Eventually I gave in and signed up for editing help. The minimum I could spend was $575 because of having 20 images. OK. I uploaded everything again including the individual tiff files, and was assigned a 'team' with a new name leading it. She set up a consultation telephone call a few weeks later when I would have received the new proof. Unfortunately that version was no better! Under the microscope (yes, I put the images under a microscope!) I counted 150 dots per inch. Let's say the conversations with my team members (it was never the same person) went downhill from there. There were several more back-and forths, a new proof which was even worse. Finally I asked for my money back (and eventually got it).
What did I learn: that Create Space does not print images at greater than 150 dpi. I wish they had told me that in the beginning!
I found an editor locally who took my Word document and images and made a lovely interior for the book using InDesign. I sent that file and the cover to a printer she recommended. I am pleased and proud of the product. I'll be selling it on Amazon!
It was meant to have been the two of us, Val and me, reading our letters to eachother in person, in real time. It was going to be so much fun! I had imagined our respective smiles and laughs as we 'talked' about those Abbey days, and wondered idly as to whether we might even ad lib a bit. In the end she broke her foot and had to cancel. So I headed into the Paradyme Studio on West Washington Avenue alone last Tuesday morning for my first day of recording.
It was brilliant! It's a pretty sophisticated place with masses of equipment in the large, high-ceiling room. I expected to see a control panel with all of those little sliding levers, but I hadn't expected to see a few guitars hanging on the walls (yes, they get used), a keyboard, and really comfortable big sofas and armchairs - much more like someone's 'cool' basement. the process is a bit like an electrophysiology experiment: you get all of the equipment set up, make sure there's no errant 60 hertz interference, and spend the rest of the time closely examining a trace on a screen (in the old days it was an oscilloscope) and manipulating it. I was working from a small adjacent room where I could see the sound engineer through a window. I stood at a microphone, a stand in front of me on which my computer sat open to the book. I had earphones on and could hear his instructions as well as the play back of my own voice when he edited the recording.
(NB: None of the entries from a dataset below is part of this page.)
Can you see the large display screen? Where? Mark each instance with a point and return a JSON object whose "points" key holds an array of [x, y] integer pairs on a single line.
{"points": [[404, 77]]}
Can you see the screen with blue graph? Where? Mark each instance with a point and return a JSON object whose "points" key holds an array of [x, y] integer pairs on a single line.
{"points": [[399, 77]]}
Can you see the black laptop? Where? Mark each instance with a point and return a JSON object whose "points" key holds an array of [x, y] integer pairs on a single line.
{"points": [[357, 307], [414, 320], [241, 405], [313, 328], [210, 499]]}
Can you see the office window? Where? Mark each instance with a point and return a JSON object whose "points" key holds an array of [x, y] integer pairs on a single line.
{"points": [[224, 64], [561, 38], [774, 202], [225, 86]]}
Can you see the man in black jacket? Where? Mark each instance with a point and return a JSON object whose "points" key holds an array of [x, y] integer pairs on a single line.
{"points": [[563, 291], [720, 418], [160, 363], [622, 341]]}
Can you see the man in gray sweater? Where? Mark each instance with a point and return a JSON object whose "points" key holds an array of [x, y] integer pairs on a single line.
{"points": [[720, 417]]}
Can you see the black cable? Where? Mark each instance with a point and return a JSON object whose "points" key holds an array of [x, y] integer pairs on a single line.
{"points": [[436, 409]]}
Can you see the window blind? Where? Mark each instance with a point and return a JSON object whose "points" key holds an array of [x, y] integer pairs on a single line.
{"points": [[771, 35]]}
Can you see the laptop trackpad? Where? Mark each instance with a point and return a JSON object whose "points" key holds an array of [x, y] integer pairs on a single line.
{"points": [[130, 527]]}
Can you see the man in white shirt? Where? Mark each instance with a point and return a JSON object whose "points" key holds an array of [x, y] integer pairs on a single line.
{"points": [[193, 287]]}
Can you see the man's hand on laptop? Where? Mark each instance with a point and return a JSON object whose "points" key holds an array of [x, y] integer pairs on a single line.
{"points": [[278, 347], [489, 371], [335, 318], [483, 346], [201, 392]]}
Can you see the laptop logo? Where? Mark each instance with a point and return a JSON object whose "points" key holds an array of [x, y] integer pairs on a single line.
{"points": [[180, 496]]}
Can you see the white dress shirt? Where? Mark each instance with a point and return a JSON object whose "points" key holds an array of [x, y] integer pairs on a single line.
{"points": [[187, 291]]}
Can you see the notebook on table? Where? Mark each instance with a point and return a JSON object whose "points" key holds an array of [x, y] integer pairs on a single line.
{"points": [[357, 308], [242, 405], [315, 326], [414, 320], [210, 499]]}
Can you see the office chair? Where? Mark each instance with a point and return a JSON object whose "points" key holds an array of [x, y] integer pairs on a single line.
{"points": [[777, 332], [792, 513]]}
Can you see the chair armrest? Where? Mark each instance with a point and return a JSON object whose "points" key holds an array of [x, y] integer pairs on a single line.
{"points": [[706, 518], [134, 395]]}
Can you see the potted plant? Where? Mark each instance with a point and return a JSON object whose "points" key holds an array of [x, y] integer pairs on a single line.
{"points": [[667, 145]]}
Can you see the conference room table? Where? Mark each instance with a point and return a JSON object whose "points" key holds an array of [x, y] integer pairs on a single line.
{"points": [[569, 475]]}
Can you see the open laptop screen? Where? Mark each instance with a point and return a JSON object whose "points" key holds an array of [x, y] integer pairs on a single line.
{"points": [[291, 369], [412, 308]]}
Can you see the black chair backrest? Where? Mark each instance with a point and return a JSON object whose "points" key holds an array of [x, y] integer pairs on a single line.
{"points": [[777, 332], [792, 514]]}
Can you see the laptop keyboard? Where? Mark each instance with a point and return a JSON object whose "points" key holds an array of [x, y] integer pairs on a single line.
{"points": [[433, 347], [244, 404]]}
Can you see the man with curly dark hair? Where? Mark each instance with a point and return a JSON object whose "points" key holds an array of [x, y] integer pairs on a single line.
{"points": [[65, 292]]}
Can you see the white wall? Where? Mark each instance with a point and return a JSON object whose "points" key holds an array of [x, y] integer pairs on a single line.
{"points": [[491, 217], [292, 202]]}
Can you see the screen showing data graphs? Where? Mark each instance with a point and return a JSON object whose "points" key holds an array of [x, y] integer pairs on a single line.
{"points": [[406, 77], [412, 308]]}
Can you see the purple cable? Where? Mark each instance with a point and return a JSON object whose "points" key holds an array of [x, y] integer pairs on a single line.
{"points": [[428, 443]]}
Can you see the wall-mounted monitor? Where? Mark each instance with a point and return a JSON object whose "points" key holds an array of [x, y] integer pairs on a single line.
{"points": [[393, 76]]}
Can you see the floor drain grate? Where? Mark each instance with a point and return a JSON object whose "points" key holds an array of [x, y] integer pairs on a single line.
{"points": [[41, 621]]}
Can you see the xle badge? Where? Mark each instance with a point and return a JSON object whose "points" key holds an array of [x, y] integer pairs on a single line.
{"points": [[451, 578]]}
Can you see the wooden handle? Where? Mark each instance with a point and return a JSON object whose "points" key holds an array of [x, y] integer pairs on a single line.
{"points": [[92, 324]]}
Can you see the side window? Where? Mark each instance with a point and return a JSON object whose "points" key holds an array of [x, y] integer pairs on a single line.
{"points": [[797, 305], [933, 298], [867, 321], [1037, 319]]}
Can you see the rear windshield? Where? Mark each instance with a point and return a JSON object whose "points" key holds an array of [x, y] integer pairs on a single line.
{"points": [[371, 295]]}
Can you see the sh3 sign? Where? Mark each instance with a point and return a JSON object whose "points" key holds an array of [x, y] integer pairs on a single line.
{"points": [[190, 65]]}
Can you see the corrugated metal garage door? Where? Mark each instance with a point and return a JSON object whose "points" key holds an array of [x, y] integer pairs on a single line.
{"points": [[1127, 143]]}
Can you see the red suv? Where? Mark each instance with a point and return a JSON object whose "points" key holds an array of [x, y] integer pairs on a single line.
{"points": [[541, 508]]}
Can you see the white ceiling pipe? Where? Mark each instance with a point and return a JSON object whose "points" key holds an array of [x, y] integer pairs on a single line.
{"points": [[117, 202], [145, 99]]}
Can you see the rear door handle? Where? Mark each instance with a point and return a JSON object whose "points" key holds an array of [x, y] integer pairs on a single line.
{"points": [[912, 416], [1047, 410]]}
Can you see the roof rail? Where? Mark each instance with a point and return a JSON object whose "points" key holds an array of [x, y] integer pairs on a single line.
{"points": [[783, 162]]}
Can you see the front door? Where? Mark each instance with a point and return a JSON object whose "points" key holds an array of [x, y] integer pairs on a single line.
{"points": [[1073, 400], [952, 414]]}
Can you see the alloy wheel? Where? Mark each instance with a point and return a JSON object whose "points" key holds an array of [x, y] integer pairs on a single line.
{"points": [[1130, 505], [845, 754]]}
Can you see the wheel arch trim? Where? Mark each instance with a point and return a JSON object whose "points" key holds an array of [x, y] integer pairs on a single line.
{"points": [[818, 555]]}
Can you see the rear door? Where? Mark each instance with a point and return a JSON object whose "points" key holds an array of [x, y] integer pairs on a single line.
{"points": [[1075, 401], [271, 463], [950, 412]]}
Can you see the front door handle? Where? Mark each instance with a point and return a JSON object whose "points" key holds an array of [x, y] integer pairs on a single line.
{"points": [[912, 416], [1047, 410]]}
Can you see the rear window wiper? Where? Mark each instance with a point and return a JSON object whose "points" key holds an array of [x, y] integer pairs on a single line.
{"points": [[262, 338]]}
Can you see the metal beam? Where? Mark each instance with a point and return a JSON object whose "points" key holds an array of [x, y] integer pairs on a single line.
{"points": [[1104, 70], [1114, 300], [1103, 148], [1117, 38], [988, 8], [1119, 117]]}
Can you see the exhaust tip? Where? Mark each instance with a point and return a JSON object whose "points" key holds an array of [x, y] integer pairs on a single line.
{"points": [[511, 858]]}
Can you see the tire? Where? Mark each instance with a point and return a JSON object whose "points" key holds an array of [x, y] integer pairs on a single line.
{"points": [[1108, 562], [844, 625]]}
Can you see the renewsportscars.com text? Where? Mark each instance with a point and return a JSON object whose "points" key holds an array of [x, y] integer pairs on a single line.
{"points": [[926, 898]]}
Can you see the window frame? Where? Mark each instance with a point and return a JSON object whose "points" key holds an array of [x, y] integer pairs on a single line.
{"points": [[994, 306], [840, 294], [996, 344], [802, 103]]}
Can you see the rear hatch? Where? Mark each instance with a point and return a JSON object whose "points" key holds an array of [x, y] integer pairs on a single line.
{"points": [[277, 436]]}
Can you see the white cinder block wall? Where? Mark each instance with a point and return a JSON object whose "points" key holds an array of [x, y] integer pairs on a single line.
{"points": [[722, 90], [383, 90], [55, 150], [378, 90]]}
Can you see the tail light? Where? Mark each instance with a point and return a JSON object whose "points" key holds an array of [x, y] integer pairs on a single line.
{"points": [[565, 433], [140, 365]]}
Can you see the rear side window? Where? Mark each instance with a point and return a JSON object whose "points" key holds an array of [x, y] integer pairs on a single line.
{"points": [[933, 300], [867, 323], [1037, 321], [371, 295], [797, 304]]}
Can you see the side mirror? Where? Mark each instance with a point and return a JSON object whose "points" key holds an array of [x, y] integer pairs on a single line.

As I read a letter, the sound engineer would be staring at a computer screen, examining the trace, and jotting down notes where he 'heard' a glitch, a mispronunciation, or a stumble. Although the room was sound-proofed, snow plows made a lot of noise on the street outside, enough to be heard with my voice, and so at times we had to stop for them to finish their work. When I finished a letter, he would play back the recording to both of us, getting rid of 'pops' (the noise of opening my lips, saliva or lack of it), normalizing the gaps between sentences so that it sounded fluid, evening out the volume and timbre. Occasionally I'd have to re-read a section, and rather like a conductor, he would raise his hand to bring me in on time.
It surprised me how exhausting the process was. In some ways it's like giving a major lecture at an important scientific meeting...but in this case a talk that is 6 hours long! You want it to be perfect. And I'm out of practice, not having lectured in a few years. At the end of the first day I went home and slept for 11 hours!
But it was so much fun! I can't wait for Val to come in June and record her part.